Free-surface velocity measurements of opaque materials in laser-driven shock-wave experiments using photonic Doppler velocimetry

We present a novel photonic Doppler velocimetry (PDV) design for laser-driven shock-wave experiments. This PDV design is intended to provide the capability of measuring the free-surface velocity of shocked opaque materials in the terapascal range. We present measurements of the free-surface velocity of gold for as long as similar to 2 ns from the shock breakout, at pressures of up to similar to 7 Mbar and a free-surface velocity of 7.3 km/s with an error of similar to 1.5%. Such laboratory pressure conditions are achieved predominantly at high-intensity laser facilities where the only velocity diagnostic is usually line-imaging velocity interferometry for any reflector.
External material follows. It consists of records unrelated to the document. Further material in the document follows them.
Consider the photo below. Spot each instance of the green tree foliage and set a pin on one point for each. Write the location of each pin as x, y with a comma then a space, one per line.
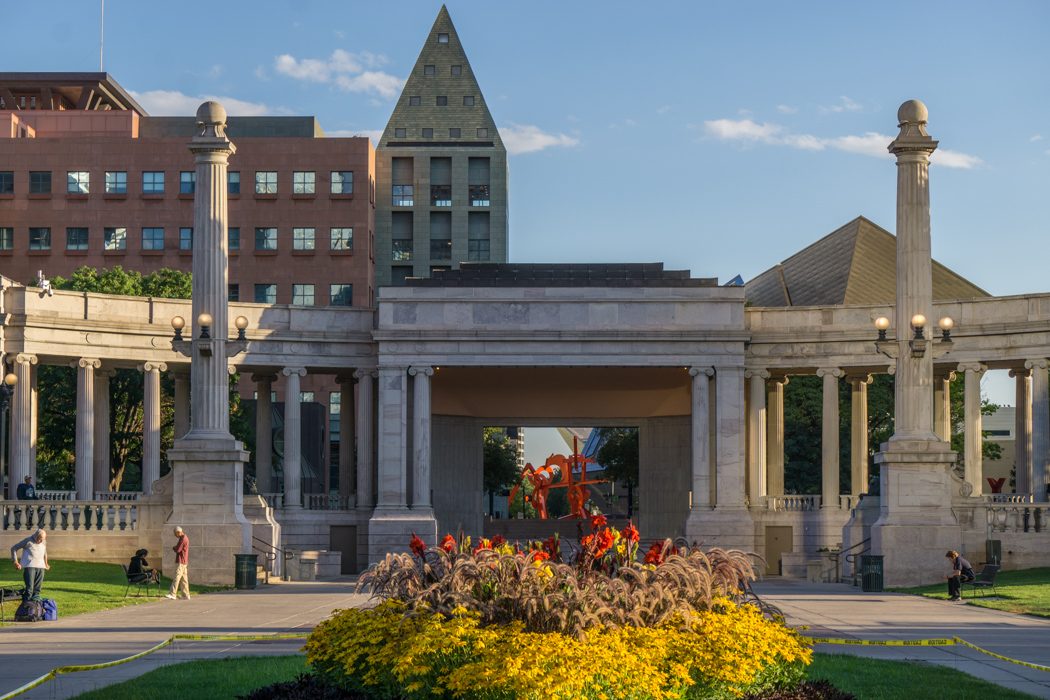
618, 454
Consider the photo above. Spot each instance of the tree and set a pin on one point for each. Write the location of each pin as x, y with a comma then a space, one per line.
500, 466
618, 453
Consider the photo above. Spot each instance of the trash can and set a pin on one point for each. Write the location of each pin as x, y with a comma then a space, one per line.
870, 573
246, 574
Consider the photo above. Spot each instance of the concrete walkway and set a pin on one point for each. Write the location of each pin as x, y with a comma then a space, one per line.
30, 650
833, 610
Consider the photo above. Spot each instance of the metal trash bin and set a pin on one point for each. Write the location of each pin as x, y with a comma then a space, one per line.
870, 573
246, 573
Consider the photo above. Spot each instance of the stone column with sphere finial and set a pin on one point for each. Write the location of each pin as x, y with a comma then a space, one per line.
207, 473
916, 524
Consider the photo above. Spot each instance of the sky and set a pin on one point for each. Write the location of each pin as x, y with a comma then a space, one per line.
719, 138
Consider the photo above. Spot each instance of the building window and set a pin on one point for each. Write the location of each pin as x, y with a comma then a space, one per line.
78, 182
303, 183
40, 238
77, 238
341, 295
117, 182
40, 182
302, 239
342, 182
152, 182
266, 239
342, 239
302, 295
187, 182
266, 182
152, 239
266, 294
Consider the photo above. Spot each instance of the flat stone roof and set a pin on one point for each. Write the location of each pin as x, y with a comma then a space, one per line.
562, 274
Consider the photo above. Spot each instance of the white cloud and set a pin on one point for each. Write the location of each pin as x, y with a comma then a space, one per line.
527, 139
872, 144
349, 71
174, 103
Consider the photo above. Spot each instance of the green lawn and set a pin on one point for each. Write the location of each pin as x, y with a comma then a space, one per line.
874, 679
868, 679
217, 678
85, 587
1026, 591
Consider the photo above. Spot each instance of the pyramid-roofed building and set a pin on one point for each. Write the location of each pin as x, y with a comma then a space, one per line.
854, 264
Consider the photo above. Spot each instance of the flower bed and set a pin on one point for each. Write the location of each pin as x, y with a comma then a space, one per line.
496, 620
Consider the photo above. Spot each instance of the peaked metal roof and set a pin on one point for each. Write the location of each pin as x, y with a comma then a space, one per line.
854, 264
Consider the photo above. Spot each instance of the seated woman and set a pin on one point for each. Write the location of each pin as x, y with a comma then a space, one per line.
139, 568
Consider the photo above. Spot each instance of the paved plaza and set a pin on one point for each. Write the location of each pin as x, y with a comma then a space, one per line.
835, 610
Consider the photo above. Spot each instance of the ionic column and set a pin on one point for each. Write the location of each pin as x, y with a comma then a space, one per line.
858, 432
830, 438
151, 424
972, 436
700, 426
1023, 430
775, 436
21, 419
102, 437
365, 429
264, 431
293, 438
730, 445
756, 435
1041, 426
85, 426
393, 438
421, 437
347, 412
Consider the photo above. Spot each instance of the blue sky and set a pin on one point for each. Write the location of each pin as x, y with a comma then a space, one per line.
716, 136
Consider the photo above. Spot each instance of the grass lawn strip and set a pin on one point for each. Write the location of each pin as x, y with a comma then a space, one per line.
1026, 591
86, 587
868, 679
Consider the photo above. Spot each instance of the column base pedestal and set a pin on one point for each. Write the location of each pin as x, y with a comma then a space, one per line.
208, 504
916, 525
391, 529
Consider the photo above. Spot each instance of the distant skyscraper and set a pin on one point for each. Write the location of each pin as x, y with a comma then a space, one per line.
441, 169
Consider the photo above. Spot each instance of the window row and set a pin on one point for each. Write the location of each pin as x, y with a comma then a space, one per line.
427, 132
302, 295
116, 182
114, 238
439, 101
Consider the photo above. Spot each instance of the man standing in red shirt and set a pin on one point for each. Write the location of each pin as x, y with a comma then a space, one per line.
181, 578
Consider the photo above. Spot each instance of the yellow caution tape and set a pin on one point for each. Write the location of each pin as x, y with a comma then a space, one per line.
179, 637
920, 642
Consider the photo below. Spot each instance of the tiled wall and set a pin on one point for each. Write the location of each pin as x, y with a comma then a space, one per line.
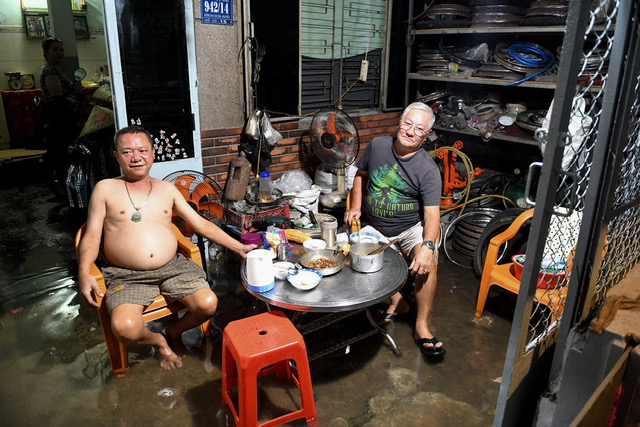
294, 151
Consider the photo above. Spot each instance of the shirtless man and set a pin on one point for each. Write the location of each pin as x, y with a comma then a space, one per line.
131, 216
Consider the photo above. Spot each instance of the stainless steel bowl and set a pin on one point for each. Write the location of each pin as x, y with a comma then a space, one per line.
362, 262
330, 254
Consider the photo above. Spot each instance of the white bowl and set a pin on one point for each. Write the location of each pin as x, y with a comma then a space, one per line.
364, 237
314, 245
305, 279
281, 269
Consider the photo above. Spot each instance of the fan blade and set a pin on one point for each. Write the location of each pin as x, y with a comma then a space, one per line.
343, 134
205, 190
215, 209
331, 123
183, 183
327, 140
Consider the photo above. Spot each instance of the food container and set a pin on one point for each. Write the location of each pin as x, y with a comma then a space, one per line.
364, 237
305, 279
311, 258
364, 263
281, 269
546, 279
260, 270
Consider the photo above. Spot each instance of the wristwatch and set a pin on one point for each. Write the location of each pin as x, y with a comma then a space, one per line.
429, 244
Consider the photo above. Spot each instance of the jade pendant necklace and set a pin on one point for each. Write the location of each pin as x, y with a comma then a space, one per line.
137, 216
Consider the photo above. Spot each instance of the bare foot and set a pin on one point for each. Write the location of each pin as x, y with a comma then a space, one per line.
429, 342
175, 342
394, 310
168, 359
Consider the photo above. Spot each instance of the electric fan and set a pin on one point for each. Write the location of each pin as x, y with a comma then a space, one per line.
202, 193
334, 139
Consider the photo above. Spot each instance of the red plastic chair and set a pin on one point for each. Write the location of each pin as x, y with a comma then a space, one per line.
503, 275
257, 346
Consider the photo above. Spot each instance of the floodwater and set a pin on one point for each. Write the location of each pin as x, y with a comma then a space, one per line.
55, 370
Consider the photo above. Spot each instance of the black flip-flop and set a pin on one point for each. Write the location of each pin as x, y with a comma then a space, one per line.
391, 317
430, 351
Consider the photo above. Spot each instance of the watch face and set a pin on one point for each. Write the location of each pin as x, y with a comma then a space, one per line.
15, 84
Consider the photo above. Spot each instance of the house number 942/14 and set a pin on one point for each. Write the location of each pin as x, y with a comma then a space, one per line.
216, 7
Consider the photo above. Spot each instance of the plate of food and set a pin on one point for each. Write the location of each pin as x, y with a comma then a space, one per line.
304, 279
324, 261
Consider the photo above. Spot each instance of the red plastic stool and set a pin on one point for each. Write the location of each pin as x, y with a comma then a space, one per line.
257, 346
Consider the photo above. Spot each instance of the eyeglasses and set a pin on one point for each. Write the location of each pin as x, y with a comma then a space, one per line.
419, 131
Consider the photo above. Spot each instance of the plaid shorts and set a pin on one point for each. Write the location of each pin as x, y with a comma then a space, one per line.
176, 279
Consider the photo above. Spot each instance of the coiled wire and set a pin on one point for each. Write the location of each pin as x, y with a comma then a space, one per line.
545, 59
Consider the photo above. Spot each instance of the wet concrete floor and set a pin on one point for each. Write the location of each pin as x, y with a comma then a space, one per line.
55, 370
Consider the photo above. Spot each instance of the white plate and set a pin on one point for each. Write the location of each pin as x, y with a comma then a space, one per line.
281, 269
305, 279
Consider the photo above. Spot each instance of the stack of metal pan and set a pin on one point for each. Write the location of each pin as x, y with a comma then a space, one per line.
546, 12
445, 15
431, 61
496, 15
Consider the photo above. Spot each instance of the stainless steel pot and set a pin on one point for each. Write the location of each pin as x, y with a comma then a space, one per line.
362, 262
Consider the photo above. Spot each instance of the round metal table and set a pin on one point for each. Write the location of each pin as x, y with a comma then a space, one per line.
339, 295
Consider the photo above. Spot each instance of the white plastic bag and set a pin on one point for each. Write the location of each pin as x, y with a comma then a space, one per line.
307, 200
292, 182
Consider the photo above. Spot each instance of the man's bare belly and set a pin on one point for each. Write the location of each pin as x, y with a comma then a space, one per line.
139, 245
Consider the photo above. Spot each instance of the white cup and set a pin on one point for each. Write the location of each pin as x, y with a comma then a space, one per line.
260, 274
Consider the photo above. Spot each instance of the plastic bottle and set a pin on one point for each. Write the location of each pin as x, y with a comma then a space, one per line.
328, 229
238, 178
265, 187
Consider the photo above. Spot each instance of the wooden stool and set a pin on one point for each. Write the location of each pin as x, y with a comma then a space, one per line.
257, 346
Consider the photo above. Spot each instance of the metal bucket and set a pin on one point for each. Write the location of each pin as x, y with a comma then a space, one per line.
365, 263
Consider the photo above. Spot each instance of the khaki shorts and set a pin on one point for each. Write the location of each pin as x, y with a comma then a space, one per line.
176, 279
408, 239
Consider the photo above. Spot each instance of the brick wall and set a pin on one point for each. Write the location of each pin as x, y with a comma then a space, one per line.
294, 151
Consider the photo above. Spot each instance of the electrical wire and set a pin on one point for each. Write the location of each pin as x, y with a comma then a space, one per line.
544, 59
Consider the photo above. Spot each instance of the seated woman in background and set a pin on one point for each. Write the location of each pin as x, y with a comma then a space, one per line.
59, 116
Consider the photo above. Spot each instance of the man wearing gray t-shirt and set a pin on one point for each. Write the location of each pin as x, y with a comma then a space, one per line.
397, 191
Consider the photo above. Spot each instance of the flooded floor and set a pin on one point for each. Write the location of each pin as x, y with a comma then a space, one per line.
55, 370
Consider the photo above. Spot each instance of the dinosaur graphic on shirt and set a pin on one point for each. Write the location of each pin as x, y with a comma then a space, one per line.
387, 185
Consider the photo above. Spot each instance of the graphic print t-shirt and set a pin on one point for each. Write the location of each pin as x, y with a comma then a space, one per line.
397, 188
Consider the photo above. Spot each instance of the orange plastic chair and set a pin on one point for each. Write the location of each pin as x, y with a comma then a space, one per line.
257, 346
503, 274
159, 308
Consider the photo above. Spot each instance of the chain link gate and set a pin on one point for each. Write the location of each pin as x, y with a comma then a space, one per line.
586, 221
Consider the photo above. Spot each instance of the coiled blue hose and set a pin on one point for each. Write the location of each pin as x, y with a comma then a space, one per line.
544, 60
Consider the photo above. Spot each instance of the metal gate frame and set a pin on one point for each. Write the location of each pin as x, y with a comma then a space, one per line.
576, 204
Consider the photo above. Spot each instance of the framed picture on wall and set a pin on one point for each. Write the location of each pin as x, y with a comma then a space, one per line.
34, 26
80, 26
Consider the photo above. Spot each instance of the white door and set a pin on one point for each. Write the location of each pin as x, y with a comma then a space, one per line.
151, 51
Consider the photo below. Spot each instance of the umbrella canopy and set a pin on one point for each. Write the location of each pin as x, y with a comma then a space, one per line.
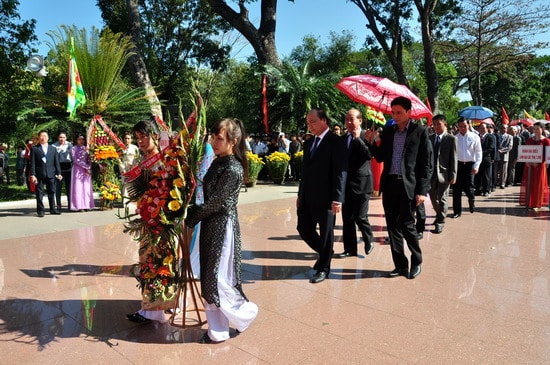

However, that diagnostic is limited by the lower dynamic range of the streak camera (at a temporal resolution relevant to laser shock experiments) to measure the free-surface velocity of opaque materials up to pressures of only similar to 1 Mbar. We expect the proposed PDV design to allow the free-surface velocity of opaque materials to be measured at much higher pressures. (C) 2021 Author(s).

Automated summary

The novel photonic Doppler velocimetry design aims to measure the free-surface velocity of opaque materials at high pressures, providing a solution for velocity diagnostics in laser-driven shock-wave experiments.